When a Php::Value object holds a callable, you can use the () operator to call this function or method.

// create a string with a function name
Php::Value date = "date";

// "date" is a built-in PHP function and thus can it be called
Php::out << date("Y-m-d H:i:s") << std::endl;

// create a date-time object
Php::Object now = Php::Object("DateTime","now");

// create an array with two members, the datetime object
// and the name of a method
Php::Array array();
array[0] = now;
array[1] = "format";

// an array with two members can be called too, the first
// member is seen as the object, and the second as the
// name of the method
Php::out << array("Y-m-d H:i:s") << std::endl;

Global variables

To read or update global PHP variables, you can use the Php::GLOBALS variable. This variable works more or less the same as the $GLOBALS variable in a PHP script.

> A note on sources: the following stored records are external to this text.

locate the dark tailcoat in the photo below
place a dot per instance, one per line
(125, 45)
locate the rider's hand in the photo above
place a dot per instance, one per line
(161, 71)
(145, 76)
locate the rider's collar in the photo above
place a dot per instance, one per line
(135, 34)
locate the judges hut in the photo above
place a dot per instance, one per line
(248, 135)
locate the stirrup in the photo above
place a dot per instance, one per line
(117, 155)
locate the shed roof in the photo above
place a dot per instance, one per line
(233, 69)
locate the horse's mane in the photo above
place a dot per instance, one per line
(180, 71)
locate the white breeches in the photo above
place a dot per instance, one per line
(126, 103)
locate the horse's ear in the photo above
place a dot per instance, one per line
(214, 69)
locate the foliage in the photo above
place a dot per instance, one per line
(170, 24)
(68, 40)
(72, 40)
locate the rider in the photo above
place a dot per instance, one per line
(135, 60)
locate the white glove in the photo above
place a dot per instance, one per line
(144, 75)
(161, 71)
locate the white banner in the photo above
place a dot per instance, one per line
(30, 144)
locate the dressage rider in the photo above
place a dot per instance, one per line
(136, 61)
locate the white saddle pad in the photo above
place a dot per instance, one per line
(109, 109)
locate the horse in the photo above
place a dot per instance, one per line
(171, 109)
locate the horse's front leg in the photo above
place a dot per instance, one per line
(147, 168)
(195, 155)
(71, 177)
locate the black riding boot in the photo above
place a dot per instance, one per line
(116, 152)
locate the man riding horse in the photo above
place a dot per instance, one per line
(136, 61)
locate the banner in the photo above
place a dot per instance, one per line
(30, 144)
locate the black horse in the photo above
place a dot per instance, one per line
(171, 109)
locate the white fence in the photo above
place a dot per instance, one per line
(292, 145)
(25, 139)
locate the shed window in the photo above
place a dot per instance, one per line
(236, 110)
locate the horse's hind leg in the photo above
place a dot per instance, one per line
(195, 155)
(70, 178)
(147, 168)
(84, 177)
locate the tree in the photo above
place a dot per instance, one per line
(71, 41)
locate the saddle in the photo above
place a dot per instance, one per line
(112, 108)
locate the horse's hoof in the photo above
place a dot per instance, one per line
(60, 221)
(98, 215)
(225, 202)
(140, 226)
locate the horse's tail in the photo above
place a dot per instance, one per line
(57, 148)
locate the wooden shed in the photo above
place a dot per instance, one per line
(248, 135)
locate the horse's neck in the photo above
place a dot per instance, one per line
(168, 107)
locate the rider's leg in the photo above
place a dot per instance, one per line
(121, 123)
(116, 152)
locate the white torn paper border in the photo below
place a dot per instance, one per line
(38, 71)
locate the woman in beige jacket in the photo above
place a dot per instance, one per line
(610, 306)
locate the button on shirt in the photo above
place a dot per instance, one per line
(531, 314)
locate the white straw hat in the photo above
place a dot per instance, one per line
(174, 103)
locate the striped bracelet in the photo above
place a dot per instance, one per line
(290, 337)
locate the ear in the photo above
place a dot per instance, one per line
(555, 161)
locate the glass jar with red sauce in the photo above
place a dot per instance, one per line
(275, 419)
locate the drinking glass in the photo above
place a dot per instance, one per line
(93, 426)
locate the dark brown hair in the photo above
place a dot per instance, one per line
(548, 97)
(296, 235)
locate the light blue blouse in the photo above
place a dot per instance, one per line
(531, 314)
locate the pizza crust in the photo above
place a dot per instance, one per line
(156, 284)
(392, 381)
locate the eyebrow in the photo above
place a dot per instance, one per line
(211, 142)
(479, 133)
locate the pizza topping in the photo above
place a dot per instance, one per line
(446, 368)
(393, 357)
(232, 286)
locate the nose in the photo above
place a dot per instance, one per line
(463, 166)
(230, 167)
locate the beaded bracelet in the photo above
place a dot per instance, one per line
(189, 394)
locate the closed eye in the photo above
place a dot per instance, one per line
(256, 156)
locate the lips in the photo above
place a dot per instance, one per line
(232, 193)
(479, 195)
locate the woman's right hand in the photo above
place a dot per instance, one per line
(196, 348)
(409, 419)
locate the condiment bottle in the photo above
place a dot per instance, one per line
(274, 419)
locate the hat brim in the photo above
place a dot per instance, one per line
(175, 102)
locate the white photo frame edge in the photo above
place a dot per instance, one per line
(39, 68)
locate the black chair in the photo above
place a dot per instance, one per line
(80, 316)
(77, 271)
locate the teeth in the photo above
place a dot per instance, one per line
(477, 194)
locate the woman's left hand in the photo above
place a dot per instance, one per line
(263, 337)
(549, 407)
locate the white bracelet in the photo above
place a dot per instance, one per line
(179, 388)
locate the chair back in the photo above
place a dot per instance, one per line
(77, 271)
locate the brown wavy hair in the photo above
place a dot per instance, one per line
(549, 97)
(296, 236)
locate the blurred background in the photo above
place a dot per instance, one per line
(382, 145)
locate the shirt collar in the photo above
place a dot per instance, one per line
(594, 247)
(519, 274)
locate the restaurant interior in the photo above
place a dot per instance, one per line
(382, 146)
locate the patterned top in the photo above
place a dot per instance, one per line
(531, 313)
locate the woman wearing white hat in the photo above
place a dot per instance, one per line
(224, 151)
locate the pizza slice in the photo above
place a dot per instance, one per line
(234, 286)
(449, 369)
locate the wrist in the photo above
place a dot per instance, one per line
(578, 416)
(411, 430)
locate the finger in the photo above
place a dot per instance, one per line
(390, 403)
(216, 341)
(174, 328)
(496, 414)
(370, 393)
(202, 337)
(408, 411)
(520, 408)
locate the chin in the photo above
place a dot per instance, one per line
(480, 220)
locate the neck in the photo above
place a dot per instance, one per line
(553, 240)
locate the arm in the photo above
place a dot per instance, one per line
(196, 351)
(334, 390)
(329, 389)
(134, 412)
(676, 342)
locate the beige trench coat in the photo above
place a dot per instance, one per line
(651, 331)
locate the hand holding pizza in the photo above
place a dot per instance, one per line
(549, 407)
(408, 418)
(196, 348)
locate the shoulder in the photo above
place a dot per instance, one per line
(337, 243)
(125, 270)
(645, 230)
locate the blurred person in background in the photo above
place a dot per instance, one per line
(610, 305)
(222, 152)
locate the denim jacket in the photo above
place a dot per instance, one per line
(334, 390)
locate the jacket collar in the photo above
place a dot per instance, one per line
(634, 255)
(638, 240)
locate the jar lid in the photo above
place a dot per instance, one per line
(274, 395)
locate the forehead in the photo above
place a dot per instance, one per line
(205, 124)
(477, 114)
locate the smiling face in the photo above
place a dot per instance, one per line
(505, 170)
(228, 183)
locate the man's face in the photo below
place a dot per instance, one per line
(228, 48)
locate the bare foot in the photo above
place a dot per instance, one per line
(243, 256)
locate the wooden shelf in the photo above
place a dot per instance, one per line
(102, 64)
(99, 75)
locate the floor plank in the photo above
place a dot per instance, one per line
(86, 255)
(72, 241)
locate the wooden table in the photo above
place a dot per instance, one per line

/ set a global PHP variable
Php::GLOBALS["a"] = 12345;

// global variables can be of any type
Php::GLOBALS["b"] = Php::Array({1,2,3,4});

// nested calls are (of course) supported
Php::GLOBALS["b"][4] = 5;

// and global variables can also be read
Php::out << Php::GLOBALS["b"] << std::endl;

Next to the $GLOBALS variable, PHP allows you to access variables using the $_GET, $_POST, $_COOKIE, $_FILES, $_SERVER, $_REQUEST and $_ENV variables. In your C++ extension you can do something similar with the global variables Php::GET, Php::POST, Php::COOKIE, Php::FILES, Php::SERVER, Php::REQUEST and Php::ENV. These are global, read-only, objects with an overloaded operator[] method. You can thus access them as if it were associative arrays.

// retrieve the value of a request variable
int age = Php::REQUEST["name"];

// or retrieve the value of a server variable
std::string referer = Php::SERVER["HTTP_REFERER"];

Be careful with global C++ variables

Unlike PHP scripts, that only handle single pageviews, an extension is used to handle multiple pageviews after each other. This means that when you use global C++ (!) variables in your extension, that these variables are not set back to their initial value in between the pageviews. The Php::GLOBALS variable however, is always re-initialized at the beginning of every new pageview.